WMR 250915 Fig3b - MOTR Capital Management & ResearchFinally, Figure 3 shows the S&P 600 (top panel) relative to the S&P 500 (lower panel) since 1996. That lower panel should be a rude awakening for anyone who believes large cap stocks outperform at all times. From 1996 to early 1999, large caps truly did rule the roost, but if you take out your magnifying glass, you’ll note that small caps began to outperform large caps at the tail end of the ’99 bubble, marking the end of large cap dominance and 20 years of subsequent small-cap outperformance (green arrow, lower panel).

More than that, small caps actually hit new all-time highs in 2002 (blue arrow, upper panel), after the S&P peaked in 2000. With brief pauses along the way, small caps stacked up wins against large caps despite several “risk-off” moments, such as the 911 terrorist attack, the ’02 bear market, the GFC, and the Euro Debt Crisis.

It wasn’t until the severe economic disruption brought on by COVID when small caps handed back the crown to large caps (second red arrow, lower panel). The Risk Gauge inset in Figure 3 is for the fifth quintile of market cap (the smallest) in the MOTR Universe. While much progress has been made in the short- and medium-terms, the long-term is still “Risk Off”.

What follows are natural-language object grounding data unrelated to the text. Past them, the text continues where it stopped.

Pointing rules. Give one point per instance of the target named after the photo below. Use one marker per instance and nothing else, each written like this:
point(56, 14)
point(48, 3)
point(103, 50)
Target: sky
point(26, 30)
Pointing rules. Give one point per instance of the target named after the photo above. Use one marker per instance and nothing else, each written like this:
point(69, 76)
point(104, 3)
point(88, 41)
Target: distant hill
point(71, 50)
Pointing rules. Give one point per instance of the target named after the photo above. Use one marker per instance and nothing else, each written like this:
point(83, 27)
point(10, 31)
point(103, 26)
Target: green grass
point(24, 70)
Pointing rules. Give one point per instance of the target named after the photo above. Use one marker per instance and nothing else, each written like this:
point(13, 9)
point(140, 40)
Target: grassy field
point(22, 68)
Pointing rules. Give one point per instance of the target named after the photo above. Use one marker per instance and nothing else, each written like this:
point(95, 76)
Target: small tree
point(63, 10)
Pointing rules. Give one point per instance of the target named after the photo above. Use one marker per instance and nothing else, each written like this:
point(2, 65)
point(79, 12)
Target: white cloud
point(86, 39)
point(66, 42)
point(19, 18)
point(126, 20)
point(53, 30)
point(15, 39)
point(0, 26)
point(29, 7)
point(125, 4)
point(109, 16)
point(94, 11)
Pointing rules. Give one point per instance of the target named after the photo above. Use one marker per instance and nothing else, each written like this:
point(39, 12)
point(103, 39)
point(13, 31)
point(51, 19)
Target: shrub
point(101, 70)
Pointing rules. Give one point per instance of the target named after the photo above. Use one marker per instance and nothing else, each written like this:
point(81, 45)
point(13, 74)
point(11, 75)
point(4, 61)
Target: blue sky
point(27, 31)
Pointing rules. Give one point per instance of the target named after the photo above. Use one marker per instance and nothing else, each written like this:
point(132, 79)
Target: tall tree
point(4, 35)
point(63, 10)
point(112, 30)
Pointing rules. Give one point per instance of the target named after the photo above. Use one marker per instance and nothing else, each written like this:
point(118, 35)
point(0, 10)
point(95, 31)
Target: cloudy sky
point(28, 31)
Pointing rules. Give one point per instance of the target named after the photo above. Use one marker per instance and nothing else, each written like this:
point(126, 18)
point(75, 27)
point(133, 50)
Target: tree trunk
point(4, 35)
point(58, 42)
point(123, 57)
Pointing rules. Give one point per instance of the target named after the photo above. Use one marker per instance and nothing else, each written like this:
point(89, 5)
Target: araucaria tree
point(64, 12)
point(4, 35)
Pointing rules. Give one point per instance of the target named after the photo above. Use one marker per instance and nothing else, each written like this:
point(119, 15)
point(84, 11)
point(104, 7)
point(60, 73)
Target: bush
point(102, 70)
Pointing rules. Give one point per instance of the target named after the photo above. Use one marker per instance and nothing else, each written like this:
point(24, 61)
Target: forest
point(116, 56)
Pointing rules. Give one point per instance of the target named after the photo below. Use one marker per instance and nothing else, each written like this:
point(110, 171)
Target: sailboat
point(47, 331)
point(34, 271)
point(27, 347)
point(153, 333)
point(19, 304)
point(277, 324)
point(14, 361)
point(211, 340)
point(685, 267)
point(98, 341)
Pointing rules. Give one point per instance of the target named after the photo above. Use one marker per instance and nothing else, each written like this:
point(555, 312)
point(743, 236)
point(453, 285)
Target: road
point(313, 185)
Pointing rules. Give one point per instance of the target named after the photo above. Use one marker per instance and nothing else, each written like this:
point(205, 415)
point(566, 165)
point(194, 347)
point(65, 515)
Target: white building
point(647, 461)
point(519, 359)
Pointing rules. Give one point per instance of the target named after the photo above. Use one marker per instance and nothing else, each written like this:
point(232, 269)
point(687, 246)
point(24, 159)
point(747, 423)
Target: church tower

While this reveals that the smallest market cap stocks are still digging through the rubble post the ’22 bear and the SIVB bank failure of ’23, this is also a double-edged sword. If the Fed does indeed step on the gas, the still broken structure in the higher timeframes represents latent potential, should those charts be repaired in coming months. This could tilt the scales back in favor of small caps at a time when large and mega caps have reached nosebleed valuations (Figure 2, rows 17-22) on already strong earnings. Granted, small and micro caps are no not inexpensive themselves, but the case can be made that those valuations are on very depressed earnings trends, in place since the ’22 peak.

As shown between ’00-’02, the top in large-caps back then did not drag the small caps down for some time…we are very open to this outcome. Almost a hedge fund nirvana…long small caps against large & mega cap shorts.